Anja Wegmann, Polizeihauptkommissarin vom Polizeipräsidium Schwaben Süd/West. Foto: Polizeipräsidium Schwaben Süd/West.
Memmingen/Kempten (as). Die Tage werden kürzer, die morgendliche und abendliche Fahrt zur Arbeit liegt wieder häufiger in der Dämmerung. Damit steigt auch die Gefahr von Wildunfällen. Anja Wegmann, Polizeihauptkommissarin vom Polizeipräsidium Schwaben Süd/West, gibt Tipps für den Ernstfall.
Allein im Bereich des Polizeipräsidiums Schwaben Südwest wurden im Jahr 2024 insgesamt 4.605 Wildunfälle gezählt, 2025 waren es bis Ende Juli bereits 2.878 Fälle.
„Die erste und einfachste Vorsichtsmaßnahme ist tatsächlich: Licht einschalten“, erklärt Anja Wegmann. Besonders auf Strecken auf Landstraßen mit Wald oder Buschbewuchs sei es wichtig, langsamer zu fahren und jederzeit bremsbereit zu sein. „Und ganz entscheidend: Tiere sind oft in Gruppen unterwegs. Wer ein Reh sieht, muss damit rechnen, dass weitere folgen.“
An eigene Sicherheit denken und andere waren
Kommt es dennoch zu einem Zusammenstoß, gilt zunächst die eigene Sicherheit. Die Unfallstelle muss abgesichert werden – mit Warnblinker, Warndreieck (vor der Kurve!) und Warnweste. Liegt das Tier tot auf der Fahrbahn, sollte es, so Wegmann, „mit Handschuhen oder einer Plastiktüte an den Läufen gepackt und an den Straßenrand gezogen werden“. Bei verletzten Tieren dagegen sei Vorsicht geboten: „Durch die Todesangst besteht Verletzungsgefahr, deshalb nicht zu nah herangehen.“
Polizei sofort benachrichtigen
Im Anschluss ist die Polizei über den Notruf zu verständigen. Die Beamten informieren den zuständigen Jagdpächter, der sich um das Tier kümmert. „Auch wenn das Wild noch weiterläuft, ist eine Meldung notwendig. Nur so verhindern wir, dass ein verletztes Tier hilflos im Wald zurückbleibt.“
Zudem sei der Anruf entscheidend für die Schadensregulierung, da die Versicherung eine Bestätigung von Polizei oder Jagdpächter verlangt. Wichtig sei außerdem, auf die Polizei zu warten. „Wer ein Tier ins Auto lädt, um es zu transportieren, macht sich schnell des Verdachts der Wilderei schuldig“, warnt Wegmann.

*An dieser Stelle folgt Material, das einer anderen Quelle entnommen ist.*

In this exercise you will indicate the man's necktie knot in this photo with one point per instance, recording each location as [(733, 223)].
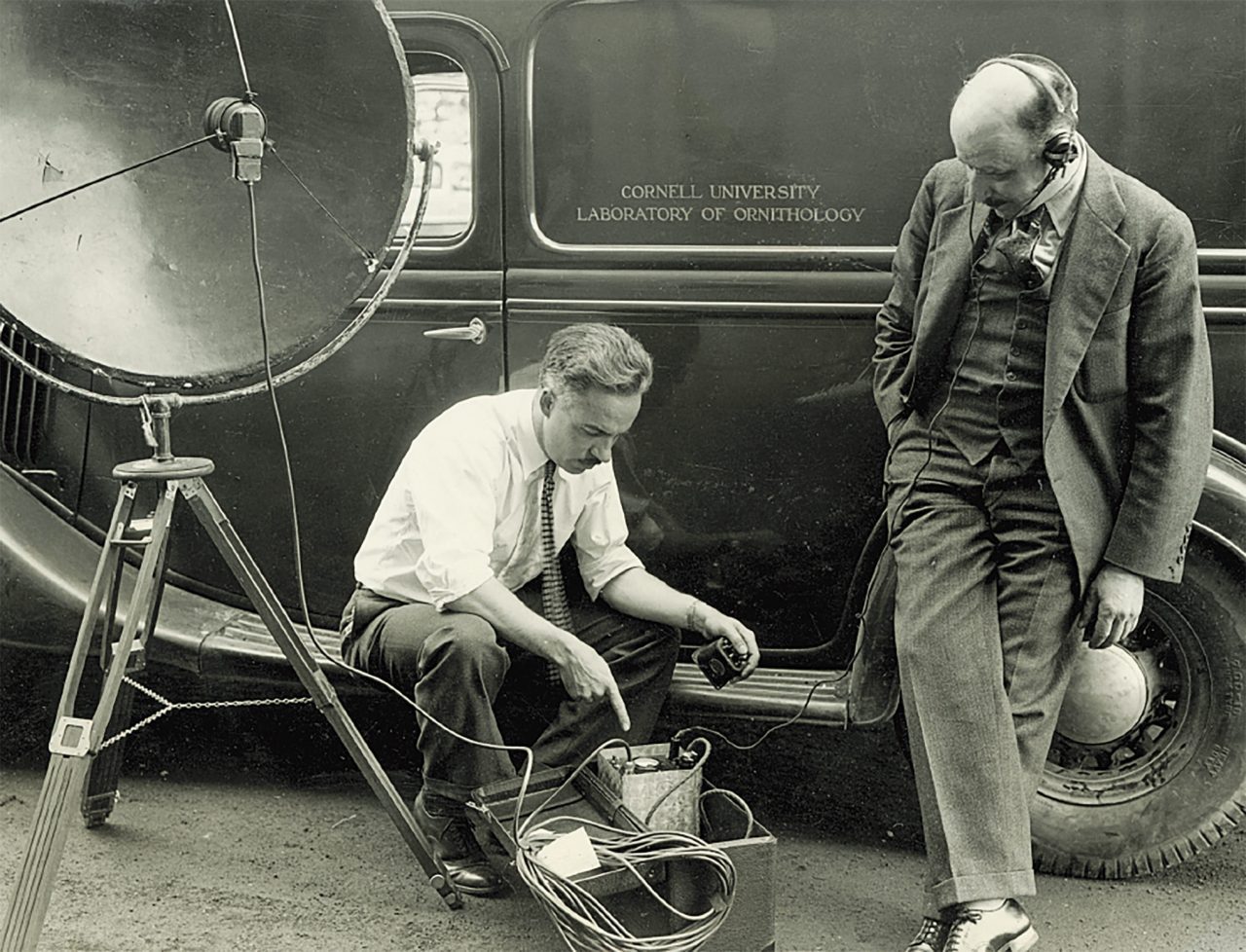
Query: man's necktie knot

Über 280.000 Wildunfälle im Jahr 2023
Die steigenden Zahlen sind kein regionales Phänomen. Bundesweit wurden laut Gesamtverband der Versicherer (GDV) im Jahr 2023 mehr als 280.000 Wildunfälle gemeldet – über 750 pro Tag. Die Gesamtschäden überschritten erstmals die Milliardengrenze.
Fachleute sehen verschiedene Ursachen für den Anstieg: leisere Elektroautos, die von Tieren schlechter wahrgenommen werden, veränderte Lebensräume durch den Klimawandel und die Zeitumstellung, die die Dämmerungszeiten verschiebt und damit zu mehr Kollisionen während des Berufsverkehrs führt. Hinzu kommt die insgesamt steigende Verkehrsdichte.
Langsam fahren und bremsen statt ausweichen
Besonders hoch ist die Gefahr im Frühjahr und im Herbst. Im April und Mai sind Rehböcke nach der Winterruhe auf Reviersuche, im Oktober und November treibt die Brunftzeit viele Tiere über die Straßen. „Vor allem in diesen Monaten sollten Autofahrer besonders aufmerksam sein, das Tempo reduzieren und nie ausweichen, sondern im Ernstfall stark bremsen“, fasst Wegmann zusammen.
Fazit: Wildunfälle sind längst keine Randerscheinung mehr, sondern ein ernstzunehmendes Verkehrsrisiko. Mit Aufmerksamkeit, angepasster Geschwindigkeit und dem richtigen Verhalten im Ernstfall lassen sich viele Gefahren vermeiden – für Mensch und Tier.